Today is the day where children all over town return to school for another year of learning. Or, as K sees it: torture and indoctrination. Ant is happy to be back in the presence of the most wonderful teacher in the world.

I saw a spot on the Today show a couple days back talking about the annual ‘shopping for the school supplies’. The main thrust of the story: Hurting school districts are having parents buy things like office supplies and toilet paper, bleach and detergent, since their decreased budgets don’t allow them to even provide the necessities.

I have to say, I am on the fence. Parents are hurting, just as schools are hurting. We all want to do the best we can for our children (including buying the school’s toilet paper) but when is enough, enough?

I’ve have experiences on both sides.

In our current school district, they have parents in each grade buy one or two small things to help out the school. You can tell—the items are radically different than usual. This year for Ant I think I bought tape and dry-erase markers. For K, they’ve requested that we purchase our own graphing calculators for the students to use throughout the next five years.

A graphing calculator is not a cost to laugh at, but I like the fact that they were honest about it. Plus, my kid is pretty good at keeping his stuff nice, so I know the $80 investment will serve him well.

In our old school district in St. Louis, we were in one of the richest school districts in the metropolitan area. There was a budget surplus. We had passed building improvement bonds. Still, we were required to purchase many extra things—Ziploc bags, erasers, Clorox, copy paper, post-its for the school, etc. It was insane, and it got under my skin each and every time.

To put it in another light, in St. Louis, we paid some of the highest property taxes imaginable (our broken little house garnered $2000 in property taxes each year), and I still dropped $100 on school supplies, PER CHILD, each year.

Now, if you don’t count the graphing calculator, I spend about $40 per child.
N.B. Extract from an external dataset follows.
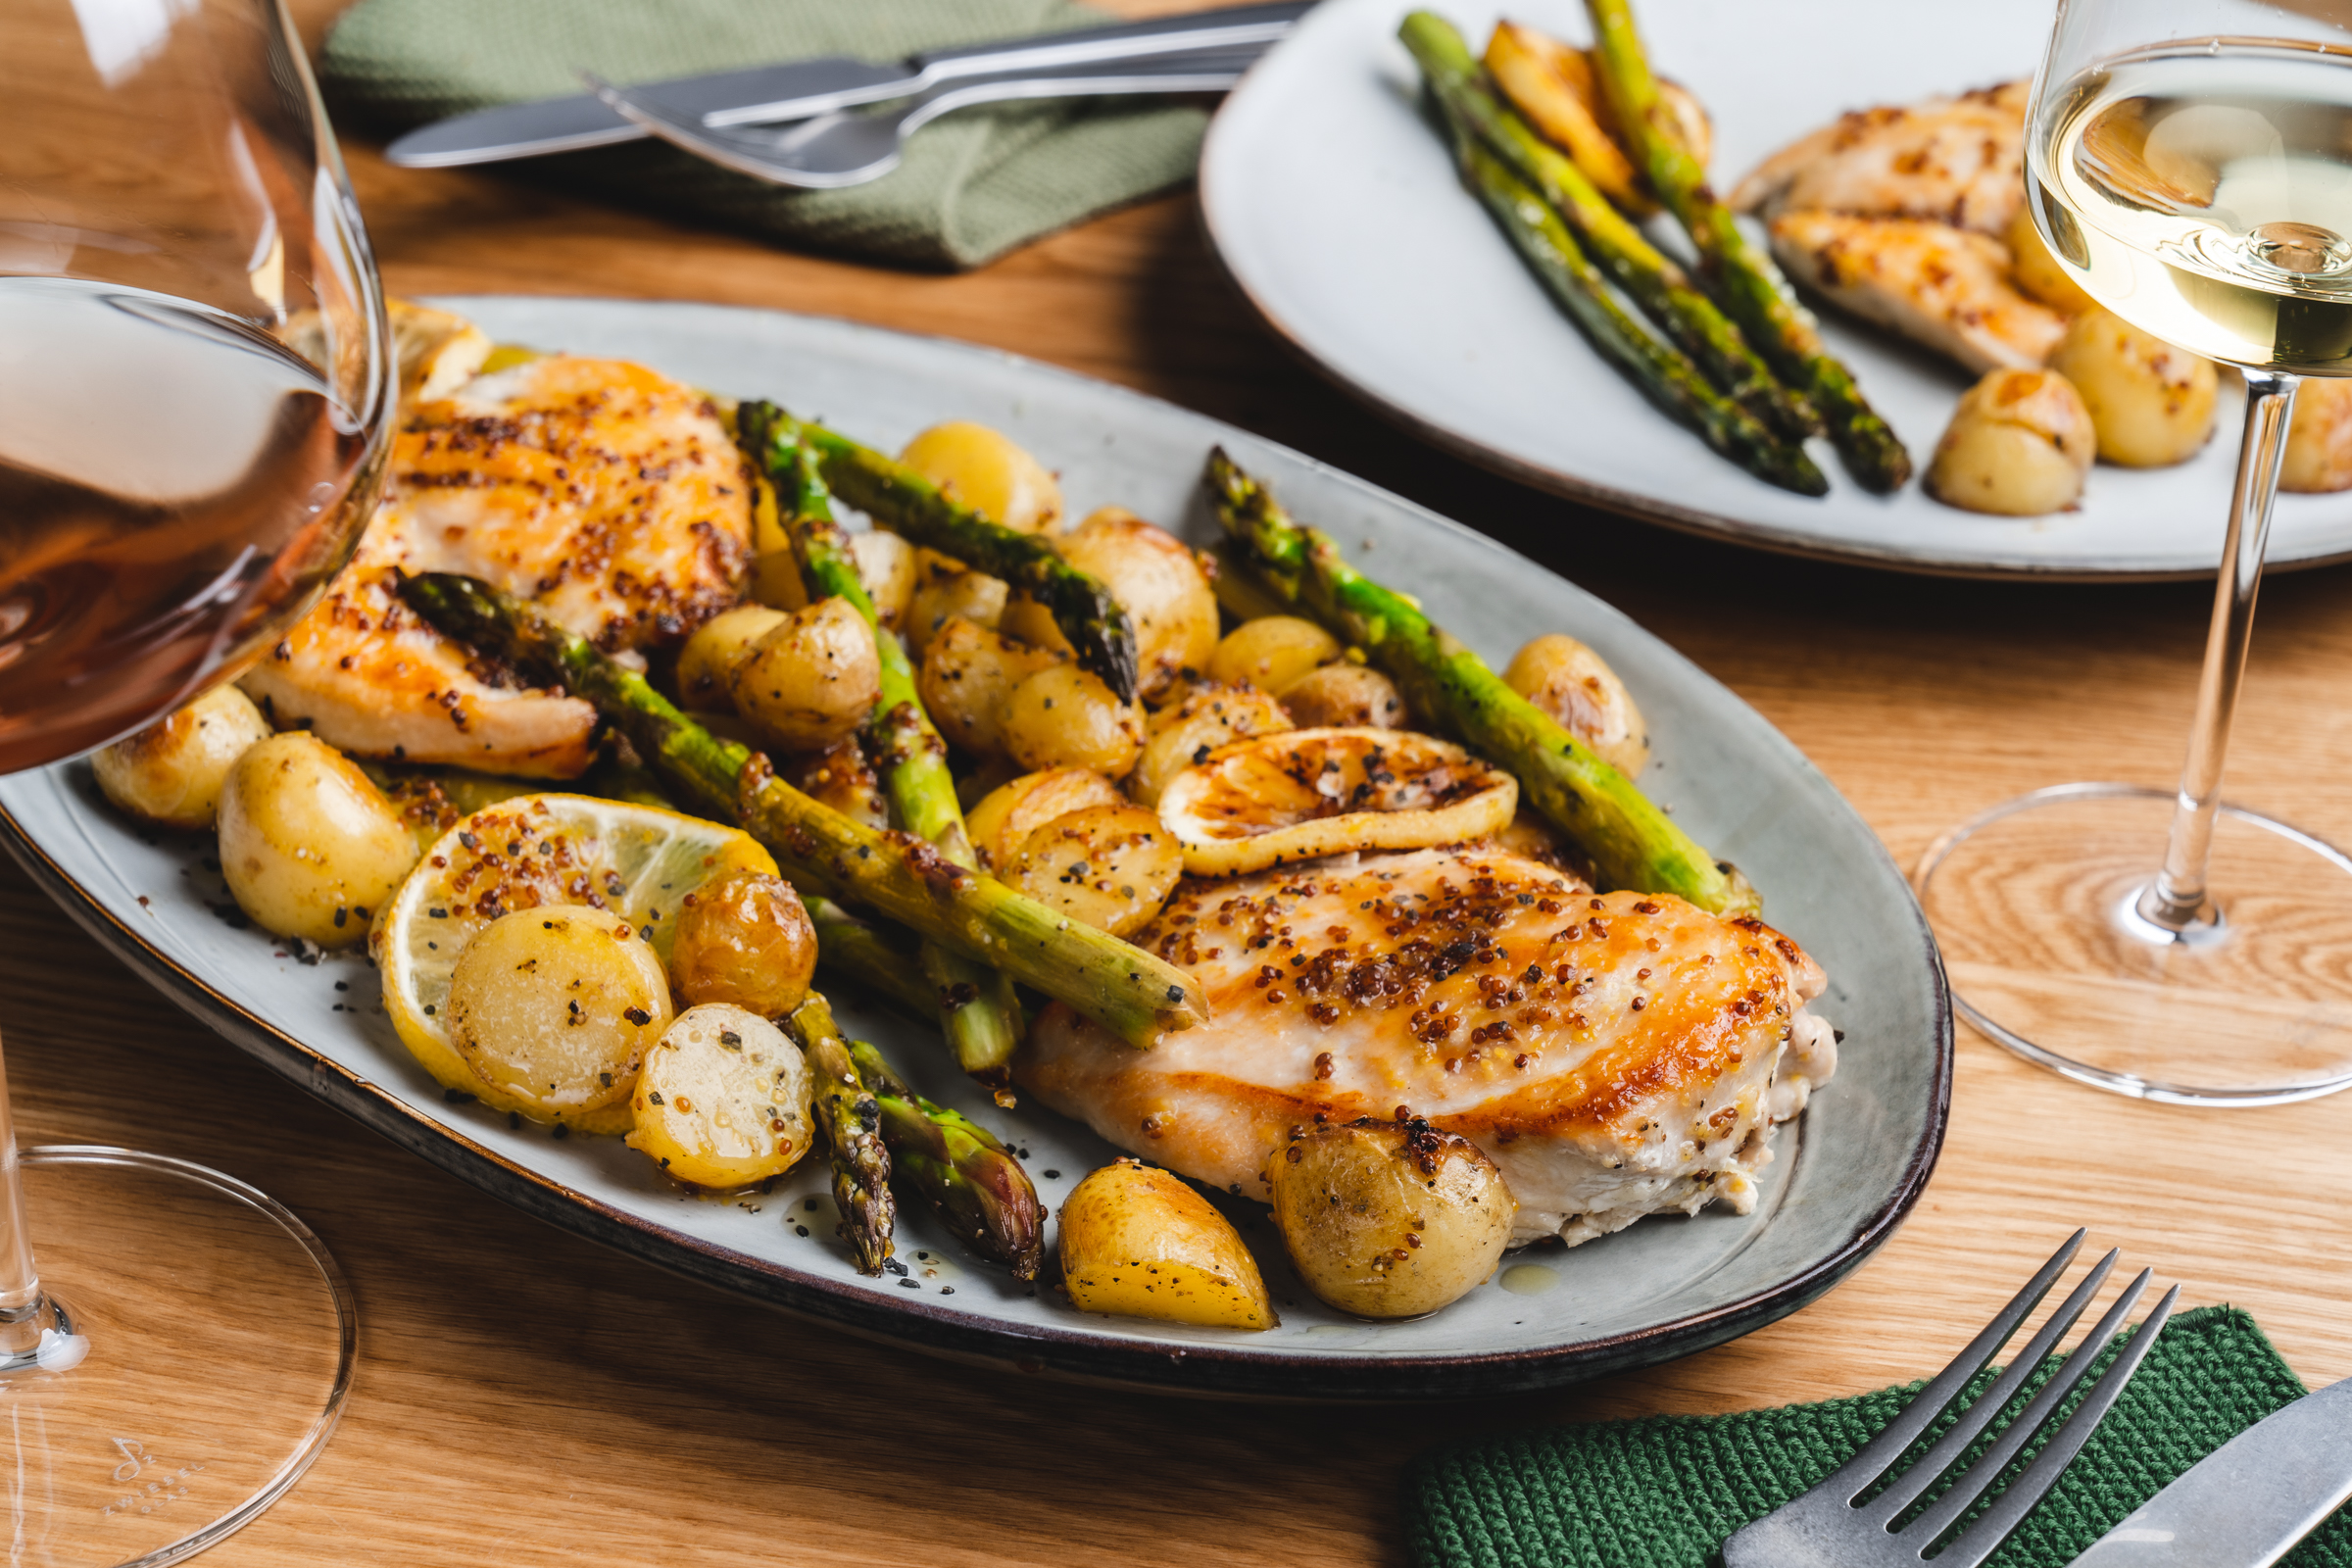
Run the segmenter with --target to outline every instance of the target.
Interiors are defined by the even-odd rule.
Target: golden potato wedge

The biggest thing that irked me in St. Louis was the one little line, in all caps, at the top of every year’s school supply list:

PURCHASE ONLY NAME BRAND ITEMS!!!

This is the thing that I just could not follow.
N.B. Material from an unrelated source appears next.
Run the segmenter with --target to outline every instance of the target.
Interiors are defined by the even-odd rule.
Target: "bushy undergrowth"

I can buy Crayola crayons and Elmer’s glue on the list when they are on twenty-five cents during tax free weekend. This doesn’t bother me so much. But the idea of buying name brand Ziploc bags and name brand post-it notes…something my child wouldn’t even be using? Well, that just wasn’t going to happen.

They didn’t have the right. Remember the old cliché: Beggars can’t be choosers.
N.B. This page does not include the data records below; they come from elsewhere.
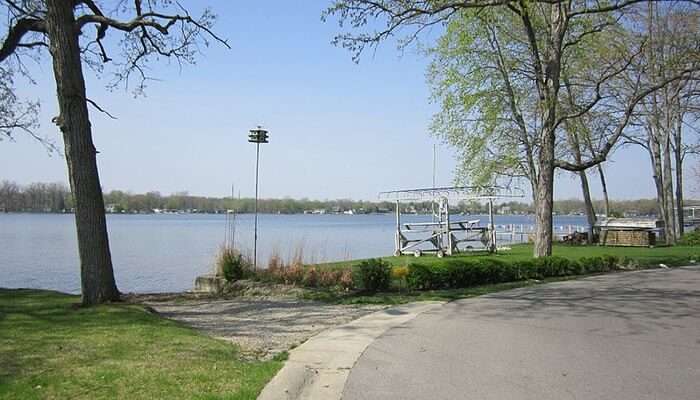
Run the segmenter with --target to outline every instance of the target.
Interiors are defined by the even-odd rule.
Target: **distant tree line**
[[[62,183],[0,184],[0,211],[63,212],[72,207],[70,189]]]
[[[234,210],[239,213],[252,213],[255,199],[232,197],[193,196],[187,192],[162,195],[159,192],[132,194],[120,190],[105,193],[105,204],[114,212],[153,212],[189,211],[215,213]],[[348,210],[364,212],[382,212],[393,209],[389,202],[368,202],[353,200],[309,200],[309,199],[259,199],[258,211],[261,213],[299,214],[305,211],[343,212]]]
[[[193,196],[187,192],[162,195],[159,192],[134,194],[112,190],[104,194],[105,204],[113,213],[152,213],[154,210],[186,211],[194,213],[221,213],[234,210],[239,213],[252,213],[255,200],[252,198]],[[594,201],[596,209],[602,210],[602,200]],[[692,201],[689,203],[693,203]],[[429,214],[431,202],[401,203],[404,213]],[[508,214],[532,214],[532,204],[511,201],[502,203],[499,209]],[[620,200],[610,202],[611,215],[657,215],[656,199]],[[72,212],[73,199],[70,189],[62,183],[31,183],[19,185],[11,181],[0,183],[0,211],[2,212]],[[309,200],[309,199],[260,199],[258,210],[261,213],[301,214],[304,212],[354,213],[393,212],[390,201],[372,202],[349,199]],[[477,201],[460,202],[453,207],[454,212],[465,214],[486,214],[488,206]],[[585,213],[582,200],[558,200],[554,203],[557,214],[570,215]]]

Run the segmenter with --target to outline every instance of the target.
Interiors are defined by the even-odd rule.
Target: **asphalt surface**
[[[388,330],[343,399],[700,399],[700,268],[449,303]]]

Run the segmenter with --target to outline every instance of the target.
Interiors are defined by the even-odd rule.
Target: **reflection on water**
[[[211,269],[224,241],[224,215],[108,215],[119,289],[123,292],[187,290]],[[487,217],[469,216],[468,219]],[[403,222],[430,216],[402,216]],[[529,216],[496,216],[497,225],[532,224]],[[557,226],[583,225],[583,217],[555,217]],[[307,262],[389,255],[394,216],[260,215],[258,260],[303,250]],[[237,218],[237,247],[253,247],[253,216]],[[0,287],[30,287],[78,293],[80,276],[72,215],[0,214]]]

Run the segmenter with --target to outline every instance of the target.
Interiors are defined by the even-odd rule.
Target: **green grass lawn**
[[[662,263],[664,261],[673,261],[676,258],[688,258],[697,256],[700,260],[700,247],[698,246],[669,246],[669,247],[606,247],[606,246],[571,246],[563,244],[555,244],[553,247],[553,255],[566,257],[569,259],[579,259],[582,257],[596,257],[603,255],[612,255],[620,258],[634,258],[643,264]],[[400,256],[400,257],[382,257],[393,266],[408,265],[410,263],[421,264],[439,264],[449,259],[469,259],[478,260],[480,258],[496,258],[504,261],[517,261],[532,259],[532,245],[518,244],[511,247],[510,250],[503,250],[497,254],[488,254],[486,252],[473,252],[457,254],[451,257],[437,258],[434,255],[426,254],[421,257]],[[361,260],[341,261],[336,263],[324,264],[329,267],[347,267],[355,265]]]
[[[0,289],[0,398],[255,399],[282,365],[136,305],[78,302]]]

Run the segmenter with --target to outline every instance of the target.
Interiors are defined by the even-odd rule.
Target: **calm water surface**
[[[462,217],[460,217],[462,218]],[[469,216],[481,219],[485,216]],[[429,216],[403,216],[405,222]],[[496,216],[496,224],[531,225],[530,216]],[[260,215],[258,260],[291,258],[303,249],[308,262],[385,256],[393,252],[394,216]],[[555,217],[557,226],[583,225],[583,217]],[[108,215],[117,285],[122,292],[192,288],[211,271],[224,241],[224,215]],[[253,216],[239,215],[236,245],[252,253]],[[73,215],[0,214],[0,287],[80,291]]]

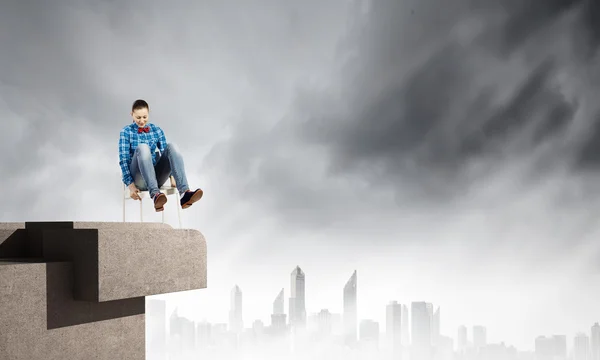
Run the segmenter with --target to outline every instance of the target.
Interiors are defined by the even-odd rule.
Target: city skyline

Our new school district says, “Please help us out, because we want to keep all of the teachers working. It’s the best thing for them and for your children.”

Who wouldn’t agree with that?

And yet, I can see why a parent would bristle… especially today—when paying your mortgage and keeping your job and putting food on the table for your kids takes the vast majority of your resources.

I wonder if I am the only one who really feels this way. Have you ever been asked to buy something odd for your child’s back to school? Did you do it? Did you mind?